In 2009 he graduated the Odesa University. Also, Ashur holds a UEFA A coaching license.

His coaching career Ashur started at children football club "Krok" from Odesa. In 2017–2019 he was a coach at the Chornomorets football academy (SDYuShOR). For short while he travelled abroad to Qatar and later returned to Ukraine joining the SC Dnipro-1 coaching staff.
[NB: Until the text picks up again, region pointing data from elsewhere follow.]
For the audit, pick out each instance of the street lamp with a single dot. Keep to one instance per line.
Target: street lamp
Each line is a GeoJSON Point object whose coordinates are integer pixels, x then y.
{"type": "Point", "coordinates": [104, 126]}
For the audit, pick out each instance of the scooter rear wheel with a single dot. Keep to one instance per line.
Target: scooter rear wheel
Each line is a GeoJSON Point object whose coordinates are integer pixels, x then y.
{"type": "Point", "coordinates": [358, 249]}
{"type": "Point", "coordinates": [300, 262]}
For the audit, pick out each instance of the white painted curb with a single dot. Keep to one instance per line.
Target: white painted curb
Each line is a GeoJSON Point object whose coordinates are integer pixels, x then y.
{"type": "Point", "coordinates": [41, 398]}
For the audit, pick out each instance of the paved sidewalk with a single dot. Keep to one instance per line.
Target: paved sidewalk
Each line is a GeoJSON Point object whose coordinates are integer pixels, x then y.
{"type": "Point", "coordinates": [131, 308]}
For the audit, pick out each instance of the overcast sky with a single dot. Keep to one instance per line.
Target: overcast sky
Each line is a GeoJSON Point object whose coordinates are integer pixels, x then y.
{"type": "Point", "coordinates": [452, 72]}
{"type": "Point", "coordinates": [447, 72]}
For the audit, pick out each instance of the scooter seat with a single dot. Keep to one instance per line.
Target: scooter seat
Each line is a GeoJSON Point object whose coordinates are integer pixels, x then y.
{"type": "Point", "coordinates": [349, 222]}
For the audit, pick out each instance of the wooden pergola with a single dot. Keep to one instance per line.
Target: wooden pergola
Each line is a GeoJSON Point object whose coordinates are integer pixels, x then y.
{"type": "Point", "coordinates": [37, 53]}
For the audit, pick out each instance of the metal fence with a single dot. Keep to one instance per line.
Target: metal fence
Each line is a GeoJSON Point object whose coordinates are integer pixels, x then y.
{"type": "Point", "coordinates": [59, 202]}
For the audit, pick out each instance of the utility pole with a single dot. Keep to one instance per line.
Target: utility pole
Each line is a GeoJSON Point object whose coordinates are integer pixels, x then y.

Since 2023, Ashur has been involved in coaching the Ukraine junior national football teams.

On 26 May 2024, it was announced that Imad Ashur was appointed the manager of the UPL club Polissya.

Ashur was honored as the UPL best coach of the month for September 2004.

On 12 May 2025, he was fired from the post of the Polissya head coach. Oleksandr Maksymov who was an assistant coach of Polissya under-19 team placed temporarily to perform his duties of head coach.